A city study many years ago indicated graffiti taggers won’t tag over murals, Kiru said. Res­idents’ groups often help with mural ideas that reflect the his­tory or aspects of their neigh­bourhoods.

“There is an amazing amount of expertise in the community both through the historical soci­eties or other groups that have a good idea of the heritage of the area.”

As an example, Kiru cited Is­lington Village in the Dundas and Islington area, where the BIA has commissioned histori­cal murals. In turn, the murals have been used to create cal­endars – a mural every month – that publicize the neighbour­hood year-round to attract visi­tors and potential shoppers.

“There’s marketing and a des­tination opportunity you can build on around murals,” Kiru said.

Kiru welcomed Colle’s mo­tion to create murals to reduce graffiti, but he disagreed with the assertion that all graffiti is gang-related. “Some of it is. [But] some are young artists who want to show a presence.”

He said Toronto Police Ser­vices understand what is and isn’t graffiti, “whether it is a tag that’s got some (gang) relation to it, or whether it’s just some­body who feels they’re an artist and want to build a brand and be seen.”

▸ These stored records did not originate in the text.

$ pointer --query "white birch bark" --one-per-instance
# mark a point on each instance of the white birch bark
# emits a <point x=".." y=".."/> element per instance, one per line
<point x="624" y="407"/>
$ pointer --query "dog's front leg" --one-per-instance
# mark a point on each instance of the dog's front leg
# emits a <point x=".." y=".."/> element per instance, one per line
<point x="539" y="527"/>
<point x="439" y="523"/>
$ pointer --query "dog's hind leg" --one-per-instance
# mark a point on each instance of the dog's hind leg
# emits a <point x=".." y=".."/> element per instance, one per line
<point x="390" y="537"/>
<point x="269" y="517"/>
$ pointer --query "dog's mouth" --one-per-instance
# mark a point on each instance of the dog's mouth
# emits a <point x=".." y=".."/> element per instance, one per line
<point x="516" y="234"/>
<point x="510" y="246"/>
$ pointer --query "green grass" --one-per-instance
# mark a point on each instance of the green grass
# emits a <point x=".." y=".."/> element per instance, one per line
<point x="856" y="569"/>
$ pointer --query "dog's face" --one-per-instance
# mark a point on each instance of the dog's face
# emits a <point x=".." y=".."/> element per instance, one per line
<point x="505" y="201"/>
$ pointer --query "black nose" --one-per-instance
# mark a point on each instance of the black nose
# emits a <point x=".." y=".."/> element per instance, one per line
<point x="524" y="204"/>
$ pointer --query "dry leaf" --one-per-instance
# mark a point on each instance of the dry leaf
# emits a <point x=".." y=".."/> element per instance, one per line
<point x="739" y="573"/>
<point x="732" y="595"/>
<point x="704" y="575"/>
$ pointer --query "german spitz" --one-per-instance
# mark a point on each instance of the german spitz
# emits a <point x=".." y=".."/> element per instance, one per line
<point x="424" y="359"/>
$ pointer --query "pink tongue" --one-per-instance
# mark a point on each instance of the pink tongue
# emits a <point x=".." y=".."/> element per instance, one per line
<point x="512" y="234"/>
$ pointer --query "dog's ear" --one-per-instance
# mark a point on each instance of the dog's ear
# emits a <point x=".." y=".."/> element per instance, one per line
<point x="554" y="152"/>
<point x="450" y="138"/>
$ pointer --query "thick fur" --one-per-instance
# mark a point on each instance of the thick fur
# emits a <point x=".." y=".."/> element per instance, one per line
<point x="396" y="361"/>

Kiru was asked about banning the sale of spray paint cans, the go-to tool for taggers. (In 1992, Chicago banned spray paint sales to battle graffiti, a move upheld by the U.S Supreme Court. In 2006, London, Ont., imposed a spray paint ban for anyone under the age of 18.)

Kiru said that in the 1990s or early 2000s “there was talk” in Toronto about banning spray paint cans. But it’s not practical, he said.

“There’s a whole industry in­volved in spray paints. Spray cans are used for a lot of good stuff too,” said Kiru. “It (a ban) sounds good on the surface but implementation would be sig­nificantly more difficult than people realize.”

Asked what can be done to prevent graffiti going up, Kiru said that just as taggers have their tools so do anti-taggers.

“Some murals have had a membrane painted over them that prevents paint spray from getting to the base paint, to the mural itself, [so] all you need to do is wash it off. Many of the BIAs wrap [lamp] poles with a branded wrap that prevents stuff from sticking, even tape and posters. All you have to do is brush it and it comes off.”